Well no, actually. The amount of paper cash wont actually rise from the current c. £40bn mark after the MPC’s decisions to embark on quantitative easing .

The money created instead will be flooded into high street and commercial banks in an attempt to get them lending once again – “back at 2007 levels” if you believe our PM. Which you shouldn’t.

Essentially, in spite of what some on the MPC have argued – that the transition mechanism of monetary policy is broken – they today decided that inflation in Britain will soon fall below 2 per cent. It may even go negative.  So:

Accordingly, the Committee also resolved to undertake further monetary actions, with the aim of boosting the supply of money and credit and thus raising the rate of growth of nominal spending to a level consistent with meeting the inflation target in the medium term.

Is this right? The fact is that nobody knows. When it comes to monetary policy, my finance lecturer likes to use the analogy of pulling a brick on a string. You pull and pull, the rope goes slack but nothing happens. Then, suddenly, almost unexpectedly, it moves.

So, although we might see some action as the recession wears on, these incessant rate cuts – and flooding the market with liquidity – is unlikely to have much influence on banks “in the medium term”.

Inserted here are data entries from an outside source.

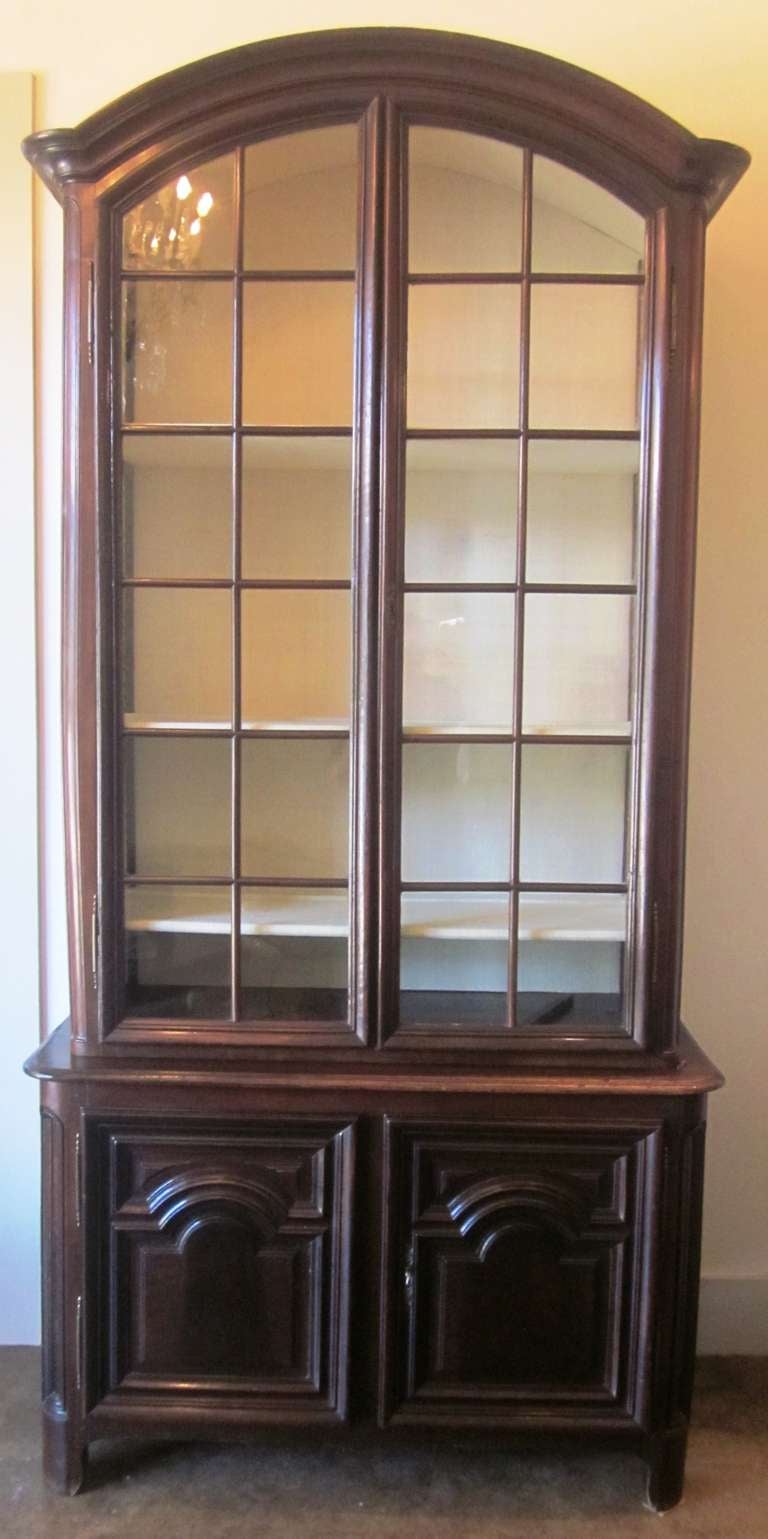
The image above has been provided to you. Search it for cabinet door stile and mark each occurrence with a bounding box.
[349,97,388,1043]
[376,100,409,1040]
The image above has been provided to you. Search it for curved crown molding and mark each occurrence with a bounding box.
[23,28,749,218]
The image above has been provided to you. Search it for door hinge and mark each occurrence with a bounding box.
[90,896,99,994]
[75,1295,83,1392]
[74,1132,82,1229]
[669,267,678,362]
[652,900,660,989]
[86,260,95,366]
[403,1240,416,1311]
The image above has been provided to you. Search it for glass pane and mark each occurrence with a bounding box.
[409,128,523,273]
[241,591,350,727]
[123,154,235,271]
[241,739,349,878]
[123,588,232,728]
[407,286,521,428]
[243,126,358,270]
[404,439,518,584]
[532,156,645,274]
[122,280,233,424]
[403,593,515,733]
[242,281,355,426]
[125,737,231,877]
[529,286,640,430]
[124,884,231,1019]
[400,890,509,1028]
[520,745,628,884]
[517,892,626,1032]
[523,593,632,736]
[401,744,512,882]
[526,439,638,585]
[240,887,347,1021]
[242,436,351,579]
[122,435,233,579]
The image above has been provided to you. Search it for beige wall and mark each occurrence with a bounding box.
[2,0,766,1345]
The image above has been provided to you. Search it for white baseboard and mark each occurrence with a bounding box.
[697,1276,768,1354]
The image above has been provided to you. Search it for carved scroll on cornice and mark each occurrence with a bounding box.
[22,132,83,202]
[114,1167,292,1247]
[446,1174,592,1260]
[697,139,751,219]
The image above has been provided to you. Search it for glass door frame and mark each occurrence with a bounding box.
[376,105,652,1050]
[99,100,385,1047]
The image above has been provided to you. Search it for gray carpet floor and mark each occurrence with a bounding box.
[1,1350,766,1537]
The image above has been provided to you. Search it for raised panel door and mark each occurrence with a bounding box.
[88,1116,355,1418]
[380,1119,660,1426]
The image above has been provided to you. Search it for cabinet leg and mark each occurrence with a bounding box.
[42,1393,88,1495]
[645,1418,689,1513]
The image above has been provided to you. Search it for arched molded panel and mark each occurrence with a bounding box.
[447,1173,593,1258]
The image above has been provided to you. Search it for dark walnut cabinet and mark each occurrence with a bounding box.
[24,28,748,1509]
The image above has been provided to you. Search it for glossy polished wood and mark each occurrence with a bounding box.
[24,27,745,1510]
[24,31,748,214]
[380,1118,660,1423]
[30,1024,712,1508]
[22,28,749,1059]
[90,1115,354,1414]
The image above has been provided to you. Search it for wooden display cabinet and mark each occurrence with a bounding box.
[24,28,748,1509]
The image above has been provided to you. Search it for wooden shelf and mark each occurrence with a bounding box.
[404,722,632,738]
[123,716,630,738]
[405,435,640,473]
[124,716,232,732]
[125,890,626,942]
[521,722,631,738]
[123,716,350,733]
[406,892,625,942]
[123,432,352,467]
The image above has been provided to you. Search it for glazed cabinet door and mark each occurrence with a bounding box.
[380,127,649,1048]
[112,119,376,1043]
[380,1118,660,1428]
[87,1116,355,1419]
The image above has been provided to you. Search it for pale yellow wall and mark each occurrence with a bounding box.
[0,73,39,1343]
[3,0,767,1335]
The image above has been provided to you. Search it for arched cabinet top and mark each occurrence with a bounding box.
[24,27,748,219]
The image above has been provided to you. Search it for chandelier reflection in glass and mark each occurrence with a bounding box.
[124,173,216,269]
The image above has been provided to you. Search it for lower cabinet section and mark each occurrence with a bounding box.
[38,1082,708,1508]
[380,1119,660,1428]
[88,1116,355,1419]
[86,1111,661,1434]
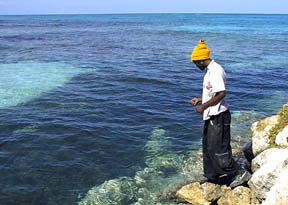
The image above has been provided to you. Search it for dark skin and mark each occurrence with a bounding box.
[189,59,226,114]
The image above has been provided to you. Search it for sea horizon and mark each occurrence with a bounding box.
[1,12,288,16]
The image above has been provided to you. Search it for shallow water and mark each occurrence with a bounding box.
[0,14,287,204]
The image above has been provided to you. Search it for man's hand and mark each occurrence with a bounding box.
[189,97,202,106]
[196,104,205,114]
[189,97,205,114]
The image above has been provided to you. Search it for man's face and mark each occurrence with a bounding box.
[193,60,206,71]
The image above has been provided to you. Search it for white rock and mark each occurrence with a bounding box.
[251,115,279,156]
[275,126,288,147]
[262,170,288,205]
[248,148,288,201]
[251,148,288,172]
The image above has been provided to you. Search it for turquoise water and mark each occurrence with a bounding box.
[0,14,287,204]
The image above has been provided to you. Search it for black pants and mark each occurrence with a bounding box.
[202,110,239,181]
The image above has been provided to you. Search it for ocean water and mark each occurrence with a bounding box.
[0,14,287,204]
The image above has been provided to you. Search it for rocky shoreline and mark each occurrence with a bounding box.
[175,103,288,205]
[78,104,287,205]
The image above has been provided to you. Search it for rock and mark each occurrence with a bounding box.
[134,187,157,205]
[250,148,288,173]
[232,148,243,156]
[243,141,254,163]
[217,186,259,205]
[248,148,288,201]
[181,151,203,179]
[275,125,288,147]
[251,115,279,156]
[79,177,137,205]
[175,103,288,205]
[261,171,288,205]
[176,182,222,205]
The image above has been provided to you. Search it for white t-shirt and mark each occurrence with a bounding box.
[202,60,229,120]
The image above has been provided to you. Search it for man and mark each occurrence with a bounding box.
[189,39,251,187]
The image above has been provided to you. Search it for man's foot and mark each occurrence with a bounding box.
[229,170,252,188]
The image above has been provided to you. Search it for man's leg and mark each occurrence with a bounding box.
[202,120,221,182]
[203,111,239,181]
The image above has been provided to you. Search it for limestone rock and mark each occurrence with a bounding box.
[251,115,279,156]
[275,125,288,147]
[217,186,259,205]
[176,182,222,205]
[248,148,288,201]
[251,148,288,173]
[262,171,288,205]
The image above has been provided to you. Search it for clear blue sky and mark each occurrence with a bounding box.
[0,0,287,15]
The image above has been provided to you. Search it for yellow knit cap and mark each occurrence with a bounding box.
[191,39,210,61]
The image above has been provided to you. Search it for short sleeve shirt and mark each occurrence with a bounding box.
[202,60,229,120]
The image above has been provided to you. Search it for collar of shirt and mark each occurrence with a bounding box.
[206,59,215,71]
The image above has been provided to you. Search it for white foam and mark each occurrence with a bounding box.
[0,62,86,108]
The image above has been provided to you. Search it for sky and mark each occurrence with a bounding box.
[0,0,287,15]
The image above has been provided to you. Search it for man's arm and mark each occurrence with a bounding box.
[196,91,226,113]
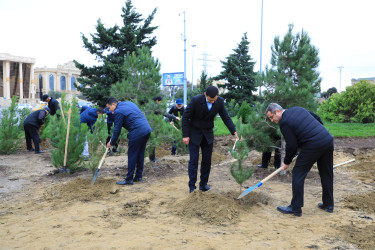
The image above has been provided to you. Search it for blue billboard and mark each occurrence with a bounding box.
[162,72,184,86]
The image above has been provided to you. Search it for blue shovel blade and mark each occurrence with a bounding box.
[91,169,100,185]
[237,182,263,199]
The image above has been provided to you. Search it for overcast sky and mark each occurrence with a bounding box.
[1,0,374,92]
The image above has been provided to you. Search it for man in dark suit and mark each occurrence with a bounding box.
[42,94,60,117]
[23,107,50,154]
[266,103,334,217]
[182,86,239,193]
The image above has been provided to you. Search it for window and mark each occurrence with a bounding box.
[60,76,66,90]
[71,76,76,91]
[49,74,54,90]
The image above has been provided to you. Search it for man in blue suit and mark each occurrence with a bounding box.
[80,106,104,158]
[106,97,152,185]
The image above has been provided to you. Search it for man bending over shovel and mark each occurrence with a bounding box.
[266,103,334,217]
[106,97,152,185]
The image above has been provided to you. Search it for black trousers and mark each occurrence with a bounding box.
[24,124,40,151]
[188,136,213,189]
[291,144,334,208]
[262,149,281,168]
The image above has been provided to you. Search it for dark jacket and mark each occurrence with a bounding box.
[153,103,176,121]
[48,98,60,116]
[105,107,115,124]
[168,105,184,121]
[23,110,48,128]
[80,107,99,131]
[110,101,152,144]
[280,107,333,164]
[182,94,236,145]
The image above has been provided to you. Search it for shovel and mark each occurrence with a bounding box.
[237,158,356,199]
[60,108,71,173]
[91,144,109,185]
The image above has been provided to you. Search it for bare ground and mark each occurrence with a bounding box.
[0,136,375,249]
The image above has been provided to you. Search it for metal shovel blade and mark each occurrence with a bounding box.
[237,182,263,199]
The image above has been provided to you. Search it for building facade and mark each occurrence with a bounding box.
[351,77,375,85]
[34,61,81,101]
[0,53,36,106]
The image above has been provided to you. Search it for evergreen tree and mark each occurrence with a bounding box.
[261,24,321,110]
[110,46,161,105]
[0,96,25,154]
[49,95,87,173]
[214,33,258,106]
[199,70,213,93]
[74,0,158,107]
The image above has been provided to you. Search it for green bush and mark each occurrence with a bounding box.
[318,80,375,123]
[0,96,24,154]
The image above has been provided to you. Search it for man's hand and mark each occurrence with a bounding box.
[234,132,239,141]
[170,121,174,125]
[183,137,190,145]
[176,117,181,121]
[281,163,289,170]
[106,142,112,148]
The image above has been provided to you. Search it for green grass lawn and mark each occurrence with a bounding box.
[214,117,375,138]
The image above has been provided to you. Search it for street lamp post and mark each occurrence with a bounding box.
[259,0,264,96]
[183,11,187,106]
[191,44,196,91]
[338,66,344,92]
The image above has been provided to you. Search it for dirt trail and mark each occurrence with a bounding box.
[1,136,375,249]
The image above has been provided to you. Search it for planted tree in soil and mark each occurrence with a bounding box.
[0,96,26,154]
[229,130,253,194]
[48,95,87,173]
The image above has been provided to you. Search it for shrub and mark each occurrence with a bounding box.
[318,80,375,123]
[0,96,24,154]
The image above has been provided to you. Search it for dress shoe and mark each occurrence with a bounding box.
[34,150,45,154]
[199,185,211,192]
[107,151,114,156]
[257,164,268,168]
[277,205,302,217]
[189,187,196,193]
[116,179,134,185]
[150,158,159,162]
[28,148,34,152]
[133,177,142,182]
[318,203,334,213]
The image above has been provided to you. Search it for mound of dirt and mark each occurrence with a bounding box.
[173,190,270,226]
[43,178,119,203]
[173,191,242,226]
[344,191,375,214]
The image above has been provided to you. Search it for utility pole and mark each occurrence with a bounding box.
[338,66,344,92]
[259,0,264,96]
[183,11,187,106]
[191,44,196,91]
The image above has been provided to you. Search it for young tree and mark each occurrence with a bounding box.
[74,0,158,107]
[261,24,321,111]
[214,33,258,106]
[0,96,25,154]
[110,46,161,105]
[48,95,87,173]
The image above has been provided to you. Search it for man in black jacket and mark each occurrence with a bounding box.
[168,99,184,155]
[23,107,50,154]
[42,94,60,117]
[182,86,239,193]
[266,103,334,216]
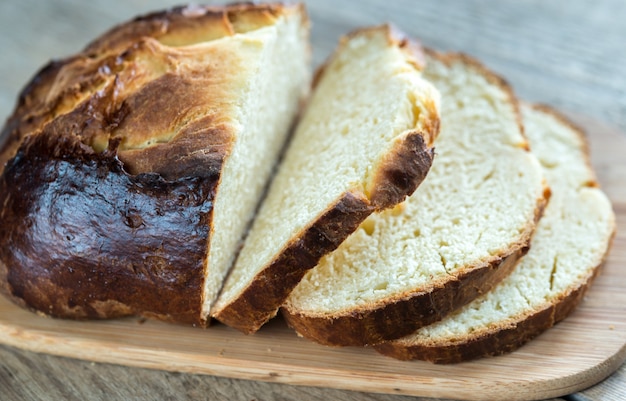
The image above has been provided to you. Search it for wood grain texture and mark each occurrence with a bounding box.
[1,1,625,400]
[2,344,466,401]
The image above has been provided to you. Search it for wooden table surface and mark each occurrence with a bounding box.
[0,1,624,400]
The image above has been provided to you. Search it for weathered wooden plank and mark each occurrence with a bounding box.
[0,344,471,401]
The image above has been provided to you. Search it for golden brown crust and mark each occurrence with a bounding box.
[0,3,308,173]
[0,2,303,325]
[83,3,303,56]
[0,59,72,175]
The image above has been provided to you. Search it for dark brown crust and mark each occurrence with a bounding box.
[369,129,436,209]
[314,28,438,209]
[0,129,217,324]
[213,191,375,333]
[212,24,439,334]
[374,302,556,363]
[280,51,549,347]
[312,28,437,211]
[374,104,616,363]
[214,133,436,334]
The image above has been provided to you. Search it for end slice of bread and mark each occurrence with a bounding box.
[212,25,441,333]
[281,52,549,346]
[375,104,616,363]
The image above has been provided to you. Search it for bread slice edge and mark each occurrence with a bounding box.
[281,50,550,346]
[374,104,616,363]
[212,25,440,333]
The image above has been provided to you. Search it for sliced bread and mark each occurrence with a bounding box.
[212,25,441,333]
[0,3,310,325]
[375,104,616,363]
[282,52,549,346]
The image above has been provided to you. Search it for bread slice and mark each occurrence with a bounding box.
[212,25,441,333]
[375,104,616,363]
[0,3,309,325]
[282,52,549,346]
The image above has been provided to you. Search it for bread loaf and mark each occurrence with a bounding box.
[212,25,441,333]
[375,104,616,363]
[0,3,310,325]
[281,51,549,346]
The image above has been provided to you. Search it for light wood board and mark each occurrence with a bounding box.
[0,116,625,401]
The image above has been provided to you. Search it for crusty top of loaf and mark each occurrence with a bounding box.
[0,3,305,325]
[0,3,305,179]
[84,3,306,55]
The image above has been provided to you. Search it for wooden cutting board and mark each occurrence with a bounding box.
[1,114,625,401]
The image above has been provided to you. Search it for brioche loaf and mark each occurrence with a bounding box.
[375,104,616,363]
[212,25,441,333]
[282,51,549,346]
[0,3,310,325]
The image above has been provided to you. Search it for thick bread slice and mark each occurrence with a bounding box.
[282,52,549,346]
[375,104,616,363]
[0,4,309,326]
[212,25,441,333]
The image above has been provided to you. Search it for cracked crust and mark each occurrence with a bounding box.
[212,25,440,333]
[281,51,549,347]
[0,3,303,177]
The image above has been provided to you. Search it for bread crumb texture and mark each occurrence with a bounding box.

The reason is simple. The banks like to make money and with rates at 1 per cent they can’t, be it charging or giving interest. Nor can they at 0.5 per cent. So they stop reducing their rates, even as the Bank of England’s fall. Anything lower than, say 2.5 per cent, isn’t going to make a jot of difference for mortgage debtors, because the banks will just cap their losses.

In the medium term, for qualitative easing, I would suggest banks use some of this to readdress their tier one capital ratios and ensure that they actually have a sound basis upon which to lend money as the market corrects.

Banks shouldn’t lend willy nilly, as the treasury would like. They should use QE as some pseudo-rights issue, as an injection of capital to sure themselves up. After all, what got them into this mess if it wasn’t lending?